The other night I happened to be in the tool department at the local K-Mart, which had a modest assortment of Dremel products on display.  Among them was an old-fashioned single-speed Moto-Tool.  A sample was out where I could handle it; I was happy to note that the shaft bearing, though probably of the sleeve rather than ball type, seemed to be nice and tight.  (On my first, single-speed model from 1973 the shaft slid back and forth at least 1/32".  I don't think Dremel makes a single-speed model with ball bearings, but the sleeve-bearing version I examined the other night seemed to have virtually no play in it.)  [Later edit:  I checked the Dremel website.  Apparently the single-speed model I was looking at does have ball bearings.  Bravo Dremel!]  I wouldn't trade my little We-Cheer "carver" for any Dremel Moto-Tool currently on the market (though I have a big, variable-speed Dremel for heavy-duty jobs - like grinding and routing), but my second choice probably would be that single-speed Dremel - with an accessory speed control of some sort.

Dremel has a nice website, with a users' forum.  Some months back I used that to post my usual observation:  the ideal Moto-Tool for the modeler would (1) be as small as possible, (2) have a speed range of zero (and I do mean zero) to 5,000 rpm, (3) be powered by a lightweight, long-lasting battery, and (4) cost less than $50.00.  I never got a response from Dremel, and no other customers commented on my post.  So I guess I'm in the minority.  But I continue to think that any modeler who tries out my little "power carver" with its slow-speed capability won't want to go back to an elephantine Moto-Tool.  Every Dremel product I've ever bought has been a high-quality piece of merchandise, but I continue to contend that the company just hasn't figured out - or isn't trying to cater to - the needs of the model builder.   

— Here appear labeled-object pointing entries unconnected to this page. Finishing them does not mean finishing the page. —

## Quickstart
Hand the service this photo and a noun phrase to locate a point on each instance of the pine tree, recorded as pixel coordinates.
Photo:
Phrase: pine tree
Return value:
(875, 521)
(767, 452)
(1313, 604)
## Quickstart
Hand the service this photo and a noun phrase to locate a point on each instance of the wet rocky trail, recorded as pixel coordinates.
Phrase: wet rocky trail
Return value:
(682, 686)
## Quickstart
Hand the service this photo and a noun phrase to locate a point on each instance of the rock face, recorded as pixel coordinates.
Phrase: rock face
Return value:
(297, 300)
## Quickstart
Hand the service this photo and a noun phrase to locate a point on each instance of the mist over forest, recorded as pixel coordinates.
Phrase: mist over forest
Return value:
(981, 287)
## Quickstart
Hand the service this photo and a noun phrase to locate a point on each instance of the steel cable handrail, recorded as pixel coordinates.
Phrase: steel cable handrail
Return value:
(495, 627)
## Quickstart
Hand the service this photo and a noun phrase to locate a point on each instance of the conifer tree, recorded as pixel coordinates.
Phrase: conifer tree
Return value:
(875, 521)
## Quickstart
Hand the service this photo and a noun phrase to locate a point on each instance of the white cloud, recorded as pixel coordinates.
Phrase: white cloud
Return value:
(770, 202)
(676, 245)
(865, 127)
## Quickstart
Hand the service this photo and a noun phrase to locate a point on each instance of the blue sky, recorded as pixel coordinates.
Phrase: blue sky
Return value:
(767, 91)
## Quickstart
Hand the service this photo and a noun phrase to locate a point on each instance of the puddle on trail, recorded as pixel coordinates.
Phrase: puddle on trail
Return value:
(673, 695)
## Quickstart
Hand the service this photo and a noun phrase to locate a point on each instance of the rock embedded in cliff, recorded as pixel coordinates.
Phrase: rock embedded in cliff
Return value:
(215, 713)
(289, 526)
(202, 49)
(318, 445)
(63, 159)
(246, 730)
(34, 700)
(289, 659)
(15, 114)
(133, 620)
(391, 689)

Youth, talent, hard work, and enthusiasm are no match for old age and treachery.

  • Member since
    May 2007
  • From: Atlanta, Georgia
Posted by RTimmer on Monday, January 4, 2010 8:07 PM

Hi John,

Excellent suggestion regarding the We-Cheer "carver.  Thanks - and thanks for providing the link.

Cheers, Rick

  • Member since
    October 2009
  • From: Manila, Philippines
Posted by Limbas 237 on Sunday, January 17, 2010 8:54 AM

When I bought my Dremel from Amazon last year they suggested that I should buy as well the Universal Chuck to be used with it. I bought it and have not regretted the purchase. I can use a 0.3mm drill bit on it with no problem.